Wildlife & Habitat

Frigatebird chick

The low reef island is the crest of an ancient coral reef cap and massive underlying volcano. Beyond the shallow fringing reef and terrace, the slopes of the extinct volcano drop off sharply to the deep floor of the equatorial Pacific Ocean. The equatorial undercurrent deflects off the western flank of Howland, pushing nutrient-rich waters up into the sunlit zone, increasing marine productivity and benefiting many species of marine life. This important phenomenon may be limited only to Howland, Baker, and Jarvis Islands because of their steepness and location on the equator.

  • Birds

    sooty terns 150x118

    Seabirds and shorebirds are the dominant wildlife on land.

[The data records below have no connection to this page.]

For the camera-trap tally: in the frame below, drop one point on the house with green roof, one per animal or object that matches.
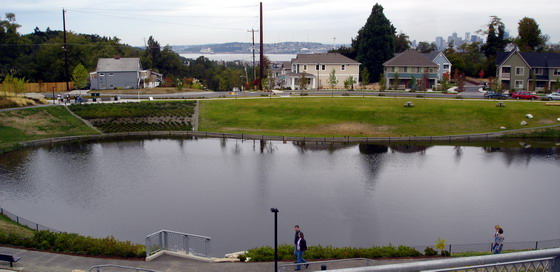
(527, 70)
(407, 67)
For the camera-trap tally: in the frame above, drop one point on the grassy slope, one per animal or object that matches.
(373, 117)
(39, 123)
(8, 227)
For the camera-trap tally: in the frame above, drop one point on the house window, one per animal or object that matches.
(539, 71)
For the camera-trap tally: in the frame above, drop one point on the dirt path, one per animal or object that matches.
(83, 120)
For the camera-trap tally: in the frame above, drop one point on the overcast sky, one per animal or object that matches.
(185, 22)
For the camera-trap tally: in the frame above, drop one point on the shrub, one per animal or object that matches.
(285, 252)
(430, 252)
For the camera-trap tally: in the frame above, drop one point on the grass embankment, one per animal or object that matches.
(159, 90)
(39, 123)
(13, 234)
(19, 101)
(369, 117)
(144, 116)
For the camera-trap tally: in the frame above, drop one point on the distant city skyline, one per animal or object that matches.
(189, 22)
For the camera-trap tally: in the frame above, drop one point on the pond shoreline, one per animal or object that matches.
(441, 140)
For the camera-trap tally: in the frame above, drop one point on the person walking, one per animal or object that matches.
(296, 237)
(498, 244)
(301, 247)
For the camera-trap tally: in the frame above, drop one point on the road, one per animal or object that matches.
(471, 91)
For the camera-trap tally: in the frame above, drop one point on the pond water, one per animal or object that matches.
(340, 195)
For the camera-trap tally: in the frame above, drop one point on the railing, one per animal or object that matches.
(538, 260)
(479, 247)
(368, 262)
(28, 223)
(99, 268)
(165, 240)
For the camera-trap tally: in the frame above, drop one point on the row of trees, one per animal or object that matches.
(377, 41)
(39, 57)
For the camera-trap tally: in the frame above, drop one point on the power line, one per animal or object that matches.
(163, 22)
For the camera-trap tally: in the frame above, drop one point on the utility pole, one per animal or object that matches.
(253, 49)
(65, 51)
(261, 70)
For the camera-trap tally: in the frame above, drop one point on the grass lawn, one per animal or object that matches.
(159, 90)
(39, 123)
(9, 227)
(369, 117)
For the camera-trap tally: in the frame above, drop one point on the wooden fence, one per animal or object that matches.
(46, 87)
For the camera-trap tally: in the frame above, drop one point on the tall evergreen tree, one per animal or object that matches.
(495, 37)
(375, 43)
(530, 38)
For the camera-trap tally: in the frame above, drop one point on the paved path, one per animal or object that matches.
(35, 261)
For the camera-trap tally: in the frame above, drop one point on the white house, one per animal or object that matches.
(316, 68)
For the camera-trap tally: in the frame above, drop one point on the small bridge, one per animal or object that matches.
(177, 244)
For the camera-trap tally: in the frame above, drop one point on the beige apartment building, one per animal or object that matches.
(316, 68)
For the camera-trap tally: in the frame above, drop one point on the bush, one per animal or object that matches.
(285, 252)
(430, 252)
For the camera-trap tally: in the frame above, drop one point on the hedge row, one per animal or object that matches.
(286, 252)
(76, 244)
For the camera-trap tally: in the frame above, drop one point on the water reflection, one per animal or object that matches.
(343, 194)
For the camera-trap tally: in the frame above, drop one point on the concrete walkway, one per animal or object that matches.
(36, 261)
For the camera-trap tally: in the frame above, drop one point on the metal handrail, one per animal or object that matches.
(98, 268)
(451, 264)
(369, 262)
(166, 240)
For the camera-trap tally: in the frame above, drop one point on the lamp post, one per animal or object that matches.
(318, 67)
(275, 211)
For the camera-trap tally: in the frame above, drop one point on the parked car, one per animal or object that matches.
(494, 95)
(524, 95)
(553, 96)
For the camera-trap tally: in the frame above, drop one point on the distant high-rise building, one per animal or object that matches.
(474, 38)
(440, 44)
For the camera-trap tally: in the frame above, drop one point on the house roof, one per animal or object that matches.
(432, 55)
(118, 65)
(323, 58)
(410, 58)
(532, 59)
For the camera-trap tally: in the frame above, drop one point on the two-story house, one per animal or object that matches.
(441, 60)
(527, 70)
(407, 66)
(316, 68)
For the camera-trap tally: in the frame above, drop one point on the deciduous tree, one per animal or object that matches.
(80, 76)
(332, 79)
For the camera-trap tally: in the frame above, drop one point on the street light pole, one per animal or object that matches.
(275, 211)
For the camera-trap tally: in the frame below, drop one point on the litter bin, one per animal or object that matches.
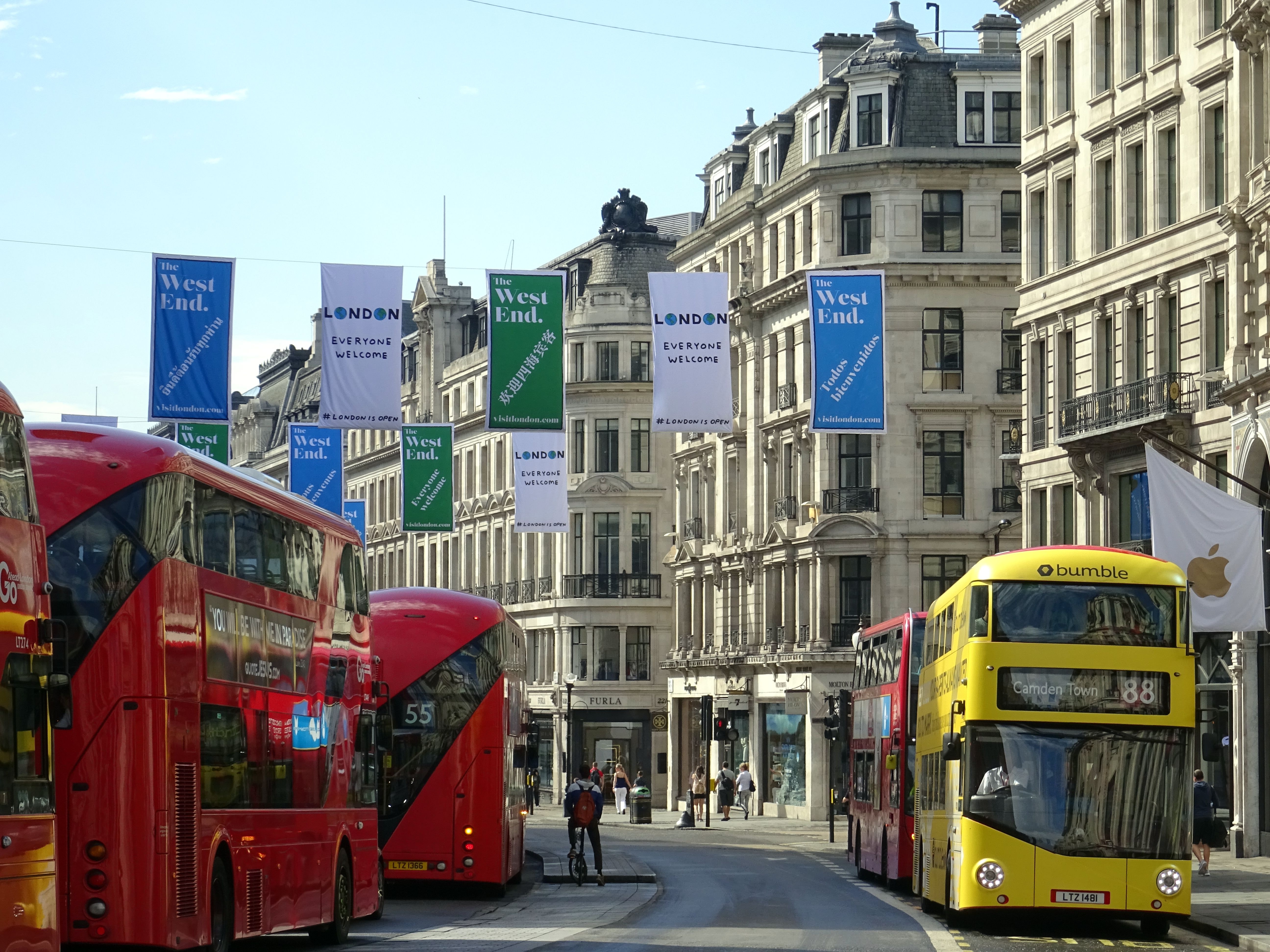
(642, 805)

Thirteen seabird species and nine shorebird species have been observed during the limited trips to Howland Island. The earliest bird surveys at Howland Island took place long after the introduction of Polynesian rats (by 1854), making it difficult to know exactly what bird species were present originally. Cats were introduced during 1935 to 1942, resulting in a further loss of seabird diversity. Polynesian rats were eliminated from the island sometime after 1938, and feral cats were eliminated from the island by 1986. Today the most numerous breeding seabird species at Howland are the lesser frigatebird (Fregata ariel), masked booby (Sula dactylatra), and sooty tern (Onychoprion fuscatus).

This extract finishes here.